Para
pensador, França tem dificuldade de lidar com religiosos; por isso, reação pode
vir de forma perversa e sanguinária
PARIS
— Para o pensador francês Michel Maffesoli, professor de Sociologia na
Universidade Sorbonne, o atentado contra o “Charlie Hebdo” revela a atual
incapacidade francesa de governar o retorno do religioso na sociedade. Na sua
opinião, o choque provocado pela violência de hoje poderá tanto levar a uma
maior radicalização como a uma busca pelo equilíbrio e pela pacificação.
Qual
sua análise sobre o ataque?
O
atentado visava aos países europeus. Hoje caiu sobre a França como foi contra a
Inglaterra há alguns anos. Em relação à França, temos bastante dificuldade hoje
em administrar o retorno do religioso. Não sabemos lidar com os religiosos,
porque os negamos. E quando negamos algo, a reação pode vir de forma perversa e
sanguinária. Outra coisa é que temos a concepção da fórmula francesa da
República única e indivisível. E é preciso aprender a gerir as tribos, que
podem reagir de forma sangrenta. Seremos confrontados a isso cada vez mais.

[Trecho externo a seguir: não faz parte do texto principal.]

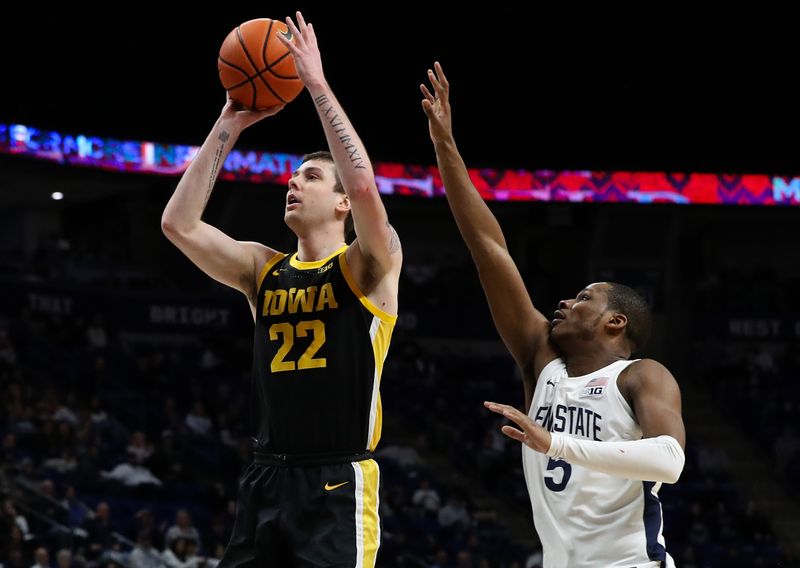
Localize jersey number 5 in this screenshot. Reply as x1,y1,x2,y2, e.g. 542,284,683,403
269,320,327,372
544,458,572,492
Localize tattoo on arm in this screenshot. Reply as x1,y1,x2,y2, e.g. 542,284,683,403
387,221,401,255
314,94,366,169
205,130,230,204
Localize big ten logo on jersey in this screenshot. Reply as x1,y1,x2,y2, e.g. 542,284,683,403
262,284,338,317
580,376,608,398
317,261,334,274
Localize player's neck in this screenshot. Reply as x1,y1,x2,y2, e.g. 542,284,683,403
564,343,629,377
295,231,346,262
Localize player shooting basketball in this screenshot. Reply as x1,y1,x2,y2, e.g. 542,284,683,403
162,12,401,566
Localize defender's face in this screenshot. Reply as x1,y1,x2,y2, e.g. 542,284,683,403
285,160,340,226
549,282,612,345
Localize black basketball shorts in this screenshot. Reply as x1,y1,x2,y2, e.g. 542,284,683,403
219,457,380,567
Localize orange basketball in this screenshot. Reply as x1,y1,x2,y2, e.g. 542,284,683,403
218,18,304,110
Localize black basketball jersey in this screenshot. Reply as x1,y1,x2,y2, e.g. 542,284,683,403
251,245,396,455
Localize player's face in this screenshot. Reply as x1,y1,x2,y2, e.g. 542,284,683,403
284,160,342,228
550,282,613,345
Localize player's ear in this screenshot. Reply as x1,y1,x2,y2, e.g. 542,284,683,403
335,193,350,214
607,312,627,332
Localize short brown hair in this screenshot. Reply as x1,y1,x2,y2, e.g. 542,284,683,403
605,282,652,353
300,151,354,238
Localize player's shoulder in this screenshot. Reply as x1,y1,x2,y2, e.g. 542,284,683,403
628,358,671,375
249,244,286,293
246,243,285,272
244,242,283,263
621,358,678,391
531,354,565,382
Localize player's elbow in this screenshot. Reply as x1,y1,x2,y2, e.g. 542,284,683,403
344,168,378,196
346,183,374,200
160,216,194,243
659,466,683,485
160,216,179,240
471,240,511,272
656,435,685,484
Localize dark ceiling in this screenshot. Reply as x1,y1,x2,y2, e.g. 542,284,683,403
3,6,797,175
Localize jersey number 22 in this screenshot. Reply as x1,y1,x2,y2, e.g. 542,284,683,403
269,320,327,372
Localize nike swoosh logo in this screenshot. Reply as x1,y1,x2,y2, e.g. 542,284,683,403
324,481,349,491
272,270,282,276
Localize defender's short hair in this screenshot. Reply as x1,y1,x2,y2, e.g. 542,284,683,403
606,282,652,352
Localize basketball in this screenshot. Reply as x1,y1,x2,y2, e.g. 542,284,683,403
218,18,304,110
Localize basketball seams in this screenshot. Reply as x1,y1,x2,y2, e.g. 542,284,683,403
235,25,262,78
265,52,299,80
254,72,288,105
218,56,253,88
219,53,298,90
235,24,271,108
261,20,274,69
237,22,290,106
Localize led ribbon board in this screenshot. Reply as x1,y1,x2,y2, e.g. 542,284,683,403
2,123,798,205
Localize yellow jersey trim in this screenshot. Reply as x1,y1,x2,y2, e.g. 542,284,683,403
288,245,349,269
256,252,287,291
339,253,398,324
367,317,393,451
354,460,380,567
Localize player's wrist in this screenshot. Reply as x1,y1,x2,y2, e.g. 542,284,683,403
305,78,330,98
433,136,457,152
545,432,563,457
216,114,246,134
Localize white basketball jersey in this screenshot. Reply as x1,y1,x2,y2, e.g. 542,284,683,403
523,358,675,568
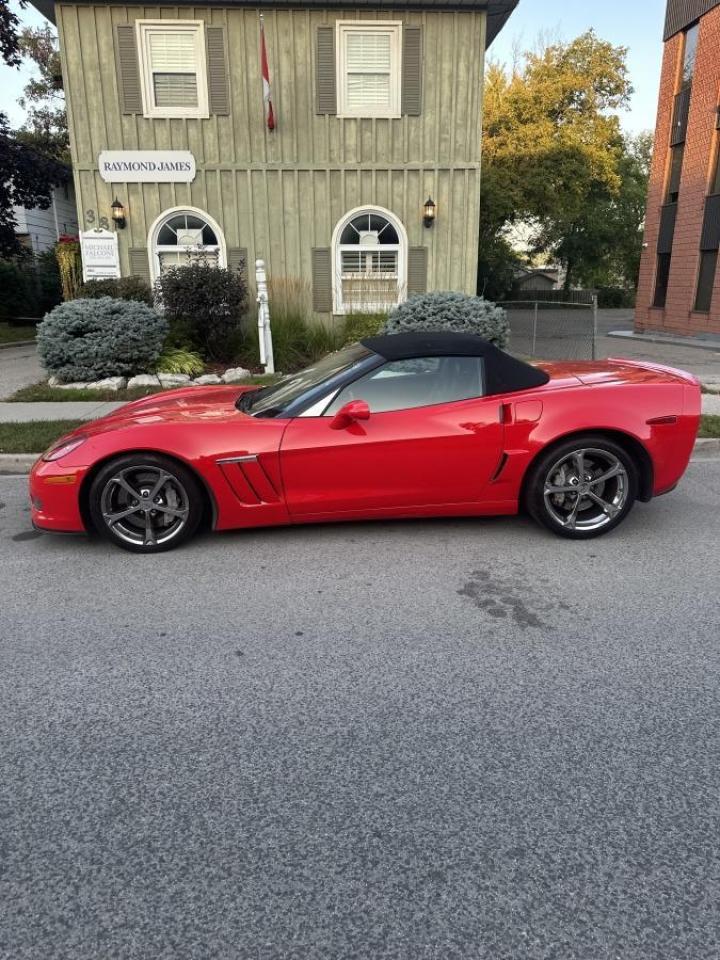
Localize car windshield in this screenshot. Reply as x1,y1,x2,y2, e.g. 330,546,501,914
239,342,373,417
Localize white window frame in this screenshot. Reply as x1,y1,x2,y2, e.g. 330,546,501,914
331,205,408,315
136,20,209,120
147,206,227,283
336,21,402,119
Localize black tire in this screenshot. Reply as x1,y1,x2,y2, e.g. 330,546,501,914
88,453,204,553
524,435,639,540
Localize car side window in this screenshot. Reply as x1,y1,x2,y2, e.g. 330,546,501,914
324,356,484,415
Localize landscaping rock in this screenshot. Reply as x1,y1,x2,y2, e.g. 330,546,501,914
48,376,61,387
222,366,251,383
127,374,161,389
158,373,192,388
193,374,223,386
55,381,91,390
87,377,127,391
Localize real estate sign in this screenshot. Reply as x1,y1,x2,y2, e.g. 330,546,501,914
98,151,196,183
80,229,120,282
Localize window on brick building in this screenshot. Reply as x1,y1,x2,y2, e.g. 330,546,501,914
682,23,699,87
667,145,684,203
695,251,718,313
653,253,671,308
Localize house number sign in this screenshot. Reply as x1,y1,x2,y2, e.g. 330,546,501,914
98,151,196,183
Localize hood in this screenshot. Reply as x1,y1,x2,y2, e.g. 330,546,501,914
80,385,258,437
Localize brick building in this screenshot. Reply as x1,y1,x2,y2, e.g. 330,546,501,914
636,0,720,338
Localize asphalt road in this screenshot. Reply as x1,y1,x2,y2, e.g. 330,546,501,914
2,457,720,960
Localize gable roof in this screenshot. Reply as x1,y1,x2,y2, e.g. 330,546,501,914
29,0,518,47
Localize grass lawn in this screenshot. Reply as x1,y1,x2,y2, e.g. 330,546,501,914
699,415,720,438
9,374,281,403
0,322,37,346
0,420,84,455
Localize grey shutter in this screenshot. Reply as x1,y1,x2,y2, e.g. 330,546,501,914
115,24,143,115
206,26,230,116
316,26,336,115
401,26,422,116
129,248,151,282
227,247,247,276
700,195,720,251
312,248,333,312
657,203,678,255
407,247,428,296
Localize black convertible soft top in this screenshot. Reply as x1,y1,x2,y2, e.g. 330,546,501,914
361,333,550,396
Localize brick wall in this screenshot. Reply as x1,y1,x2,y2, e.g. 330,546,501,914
635,5,720,336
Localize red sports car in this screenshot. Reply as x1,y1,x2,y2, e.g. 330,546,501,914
30,333,701,553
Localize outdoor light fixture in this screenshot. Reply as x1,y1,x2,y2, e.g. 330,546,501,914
111,198,126,230
423,196,436,228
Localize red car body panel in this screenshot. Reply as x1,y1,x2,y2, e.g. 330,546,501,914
29,359,701,536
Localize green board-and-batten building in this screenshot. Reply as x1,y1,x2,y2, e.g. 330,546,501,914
30,0,517,317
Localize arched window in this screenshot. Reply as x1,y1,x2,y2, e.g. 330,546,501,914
333,206,407,314
148,207,226,280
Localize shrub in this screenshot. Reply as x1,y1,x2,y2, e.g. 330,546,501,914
382,291,509,349
34,251,63,316
55,235,82,301
37,296,168,382
0,261,38,321
342,312,387,345
156,263,247,361
155,347,205,377
596,286,635,309
78,276,154,306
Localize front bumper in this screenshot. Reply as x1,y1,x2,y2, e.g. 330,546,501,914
29,459,88,533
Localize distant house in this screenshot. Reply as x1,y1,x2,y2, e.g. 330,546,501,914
13,177,78,253
29,0,518,316
514,267,560,293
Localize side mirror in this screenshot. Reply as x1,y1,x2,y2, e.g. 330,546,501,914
329,400,370,430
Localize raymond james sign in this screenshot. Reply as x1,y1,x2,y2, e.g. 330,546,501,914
98,150,196,183
80,229,120,282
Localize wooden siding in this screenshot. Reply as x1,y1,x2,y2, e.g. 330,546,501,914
57,3,486,300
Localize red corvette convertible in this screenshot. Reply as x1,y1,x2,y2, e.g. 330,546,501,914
30,333,701,553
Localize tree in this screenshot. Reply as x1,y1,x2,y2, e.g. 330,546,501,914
479,31,635,293
16,23,69,163
0,3,68,256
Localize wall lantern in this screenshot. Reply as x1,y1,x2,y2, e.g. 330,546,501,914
111,198,127,230
423,196,436,228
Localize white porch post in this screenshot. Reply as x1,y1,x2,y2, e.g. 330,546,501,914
255,258,274,374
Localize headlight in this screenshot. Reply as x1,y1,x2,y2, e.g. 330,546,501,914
42,436,87,462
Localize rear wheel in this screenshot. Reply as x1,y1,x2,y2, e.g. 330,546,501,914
88,454,204,553
525,436,638,539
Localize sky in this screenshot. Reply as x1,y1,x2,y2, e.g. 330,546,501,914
1,0,666,134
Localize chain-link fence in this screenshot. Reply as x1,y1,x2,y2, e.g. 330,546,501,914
501,299,598,362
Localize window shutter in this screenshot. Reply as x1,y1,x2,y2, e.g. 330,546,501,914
700,195,720,251
312,248,333,312
657,203,678,255
401,26,422,116
316,26,337,115
206,26,230,116
129,248,151,282
227,247,247,277
115,25,143,114
407,246,428,296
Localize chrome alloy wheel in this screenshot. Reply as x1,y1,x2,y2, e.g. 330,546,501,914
543,447,629,533
99,466,190,548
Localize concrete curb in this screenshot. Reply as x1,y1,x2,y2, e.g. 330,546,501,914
0,339,36,351
607,330,720,352
2,438,718,477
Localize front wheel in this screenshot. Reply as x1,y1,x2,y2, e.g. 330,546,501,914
525,436,639,539
88,454,204,553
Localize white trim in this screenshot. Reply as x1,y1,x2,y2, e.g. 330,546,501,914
336,21,402,119
331,205,408,315
147,206,227,282
136,20,209,120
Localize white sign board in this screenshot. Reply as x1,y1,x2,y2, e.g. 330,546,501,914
99,150,196,183
80,229,120,282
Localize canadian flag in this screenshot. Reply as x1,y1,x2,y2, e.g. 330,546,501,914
260,15,275,132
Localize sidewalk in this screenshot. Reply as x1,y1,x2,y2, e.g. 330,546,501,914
0,402,125,422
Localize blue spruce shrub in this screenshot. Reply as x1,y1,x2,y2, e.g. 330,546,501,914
382,291,510,349
37,296,168,383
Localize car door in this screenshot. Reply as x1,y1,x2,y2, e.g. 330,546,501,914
280,356,505,520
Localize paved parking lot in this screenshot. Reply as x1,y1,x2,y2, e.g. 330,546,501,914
1,454,720,959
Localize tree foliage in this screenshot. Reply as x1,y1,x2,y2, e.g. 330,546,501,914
16,24,69,163
480,31,648,294
0,0,27,68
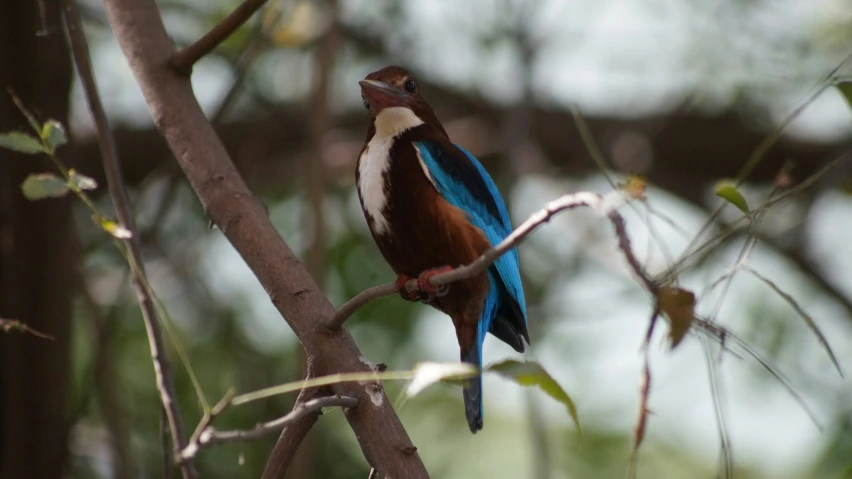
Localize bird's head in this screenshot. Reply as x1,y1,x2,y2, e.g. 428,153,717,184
359,65,445,138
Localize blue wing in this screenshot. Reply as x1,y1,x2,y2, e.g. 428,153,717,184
414,140,529,352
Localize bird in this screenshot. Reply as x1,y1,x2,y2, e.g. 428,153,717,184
355,65,529,433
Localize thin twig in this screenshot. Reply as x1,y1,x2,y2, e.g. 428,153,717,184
661,153,849,283
161,407,174,479
742,265,843,376
328,190,655,329
330,283,397,326
628,355,652,479
180,395,357,461
752,229,852,322
703,192,768,324
187,389,236,450
662,49,852,285
61,3,195,477
0,317,55,340
691,318,824,431
171,0,270,73
701,336,733,479
629,309,660,478
736,50,852,185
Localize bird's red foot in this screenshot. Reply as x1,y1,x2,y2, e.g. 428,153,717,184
417,266,453,299
396,266,453,303
395,275,421,302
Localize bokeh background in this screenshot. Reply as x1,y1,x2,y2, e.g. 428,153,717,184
2,0,852,478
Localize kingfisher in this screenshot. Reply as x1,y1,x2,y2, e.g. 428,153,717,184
356,65,529,433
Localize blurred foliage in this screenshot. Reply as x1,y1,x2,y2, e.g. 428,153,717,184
49,0,852,478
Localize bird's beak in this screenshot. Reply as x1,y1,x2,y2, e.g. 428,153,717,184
359,79,407,111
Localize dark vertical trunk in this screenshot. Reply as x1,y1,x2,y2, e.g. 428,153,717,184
0,1,75,478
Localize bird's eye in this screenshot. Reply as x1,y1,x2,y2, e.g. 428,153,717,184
404,79,417,93
362,95,369,110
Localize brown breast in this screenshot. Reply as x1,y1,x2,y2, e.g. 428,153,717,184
370,139,491,349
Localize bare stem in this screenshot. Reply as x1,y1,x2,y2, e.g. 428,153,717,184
263,365,320,479
328,190,655,328
61,2,194,477
0,317,55,340
171,0,270,73
180,395,357,461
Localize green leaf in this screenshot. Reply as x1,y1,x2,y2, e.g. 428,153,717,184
405,362,478,397
714,180,749,214
487,359,581,432
40,120,67,154
836,81,852,113
20,173,69,199
0,131,46,155
68,169,97,191
99,218,133,239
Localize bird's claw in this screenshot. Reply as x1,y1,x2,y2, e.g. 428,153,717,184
396,266,453,303
417,266,452,300
395,275,421,302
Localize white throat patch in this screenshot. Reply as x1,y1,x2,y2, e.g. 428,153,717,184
358,107,424,235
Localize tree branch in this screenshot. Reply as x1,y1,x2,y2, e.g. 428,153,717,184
328,190,656,329
263,366,322,479
61,2,195,477
180,393,357,461
735,229,852,321
0,318,55,340
102,0,428,476
171,0,269,73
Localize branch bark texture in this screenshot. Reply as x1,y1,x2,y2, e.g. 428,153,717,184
101,0,427,477
262,375,325,479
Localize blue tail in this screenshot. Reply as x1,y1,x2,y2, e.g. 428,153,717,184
462,344,483,433
461,273,503,433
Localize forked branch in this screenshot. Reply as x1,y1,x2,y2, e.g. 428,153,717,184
171,0,270,73
180,394,357,462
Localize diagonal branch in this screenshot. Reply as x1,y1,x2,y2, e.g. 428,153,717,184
102,0,428,476
171,0,269,74
263,365,322,479
328,190,656,329
0,317,55,340
735,228,852,321
61,1,195,477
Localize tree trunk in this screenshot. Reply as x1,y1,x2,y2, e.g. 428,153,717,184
0,1,75,478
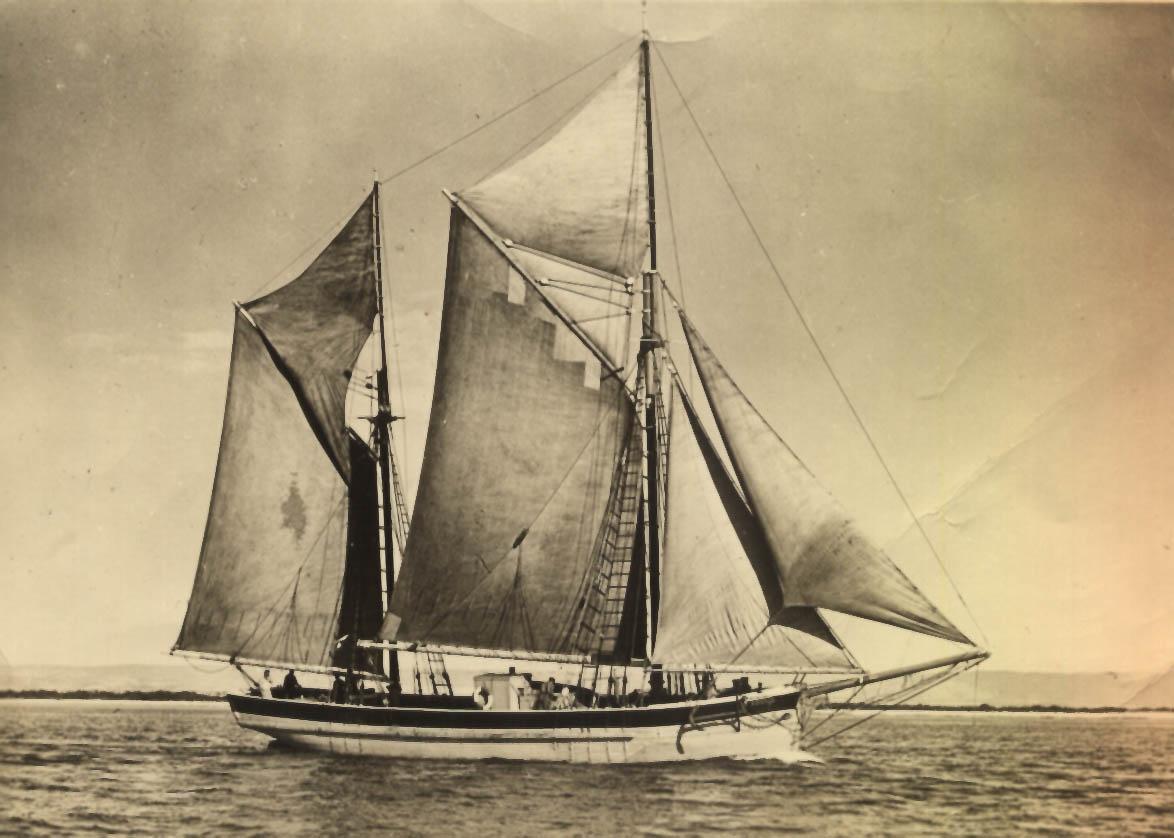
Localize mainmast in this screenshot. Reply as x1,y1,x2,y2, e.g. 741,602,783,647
638,36,662,660
371,180,407,688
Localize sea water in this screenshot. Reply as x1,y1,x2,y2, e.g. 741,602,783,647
0,700,1170,836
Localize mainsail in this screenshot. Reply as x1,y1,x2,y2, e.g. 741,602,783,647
176,193,381,669
381,209,634,655
680,315,970,645
380,51,649,658
655,381,857,670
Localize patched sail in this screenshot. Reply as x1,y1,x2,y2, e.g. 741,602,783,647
176,194,379,668
381,207,633,655
461,53,647,278
655,381,857,670
508,246,632,368
176,311,351,666
681,316,970,645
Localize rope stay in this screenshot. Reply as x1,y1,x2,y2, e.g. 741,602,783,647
379,35,640,186
651,42,987,647
800,657,984,749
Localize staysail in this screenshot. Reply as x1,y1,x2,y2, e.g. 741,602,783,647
381,207,634,655
680,315,970,644
655,380,857,670
176,193,380,669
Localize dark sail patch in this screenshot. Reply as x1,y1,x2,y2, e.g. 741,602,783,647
281,478,307,542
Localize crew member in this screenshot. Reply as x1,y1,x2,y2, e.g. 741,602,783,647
258,669,274,699
282,670,301,699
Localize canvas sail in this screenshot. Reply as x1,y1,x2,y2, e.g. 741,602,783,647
243,194,379,480
381,208,633,655
507,246,632,369
176,195,379,668
333,432,386,674
655,381,857,670
461,53,647,278
680,316,970,645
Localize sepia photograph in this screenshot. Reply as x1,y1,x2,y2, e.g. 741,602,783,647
1,0,1171,834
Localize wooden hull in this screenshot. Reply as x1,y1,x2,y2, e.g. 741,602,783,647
227,690,814,763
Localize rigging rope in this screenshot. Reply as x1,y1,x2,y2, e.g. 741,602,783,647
651,42,988,648
467,44,642,188
379,35,639,186
242,37,637,305
241,187,374,303
801,659,982,748
650,62,690,392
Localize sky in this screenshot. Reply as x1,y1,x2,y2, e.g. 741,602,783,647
1,1,1172,675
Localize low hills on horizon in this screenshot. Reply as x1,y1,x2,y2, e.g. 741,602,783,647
1,662,1172,709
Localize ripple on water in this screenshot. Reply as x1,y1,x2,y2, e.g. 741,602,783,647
0,705,1172,835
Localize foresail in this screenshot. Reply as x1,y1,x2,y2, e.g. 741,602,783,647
655,381,856,670
176,311,350,667
177,192,379,669
243,193,378,481
680,316,971,645
381,208,633,655
461,53,647,278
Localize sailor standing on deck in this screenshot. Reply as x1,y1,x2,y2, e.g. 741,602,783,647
257,669,274,699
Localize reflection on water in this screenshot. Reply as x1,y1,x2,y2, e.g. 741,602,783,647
1,700,1171,836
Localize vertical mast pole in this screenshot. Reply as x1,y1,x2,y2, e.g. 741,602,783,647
642,37,658,274
638,36,661,662
371,181,400,689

Esse atentado é apenas uma de suas expressões.
Esse
atentado poderá favorecer a radicalização das oposições na sociedade francesa?
Diante
de tal choque, é difícil saber o que vai ocorrer. Pode haver uma reafirmação do
radicalismo. Olhava hoje (ontem) as redes sociais, e havia uma quantidade de
mensagens no Twitter de jovens muçulmanos dos subúrbios que diziam coisas do
tipo “Bem feito o que aconteceu com o ‘Charlie Hebdo’”. É uma forma de
radicalização destes muçulmanos, que chegam a justificar essa carnificina. Esta
é uma das possibilidades.
E
a outra?
Uma
outra possibilidade, na qual se pode ter alguma esperança, é a de que os
muçulmanos mais moderados — que não são negligenciáveis — participem de uma nova
gestão da pluralidade. Há dois caminhos: o choque de civilizações, na luta de
uma religião, o Islã, para se impor cada vez mais; ou uma ponderação, um
equilíbrio, o que eu chamo de mosaico. Como não há um atentado desse porte na
França desde 1995, pode-se cogitar que um choque dessa grandeza poderá provocar
reflexão e mudar as mentalidades. É algo possível. Pode-se ir no sentido do
equilíbrio. A antiga sabedoria francesa é a do equilíbrio, e esperemos que se
opte pela aceitação do outro. Mas hoje somos incapazes de saber, é preciso mais
tempo para termos sinais sobre qual o caminho que vai ser seguido daqui em
diante.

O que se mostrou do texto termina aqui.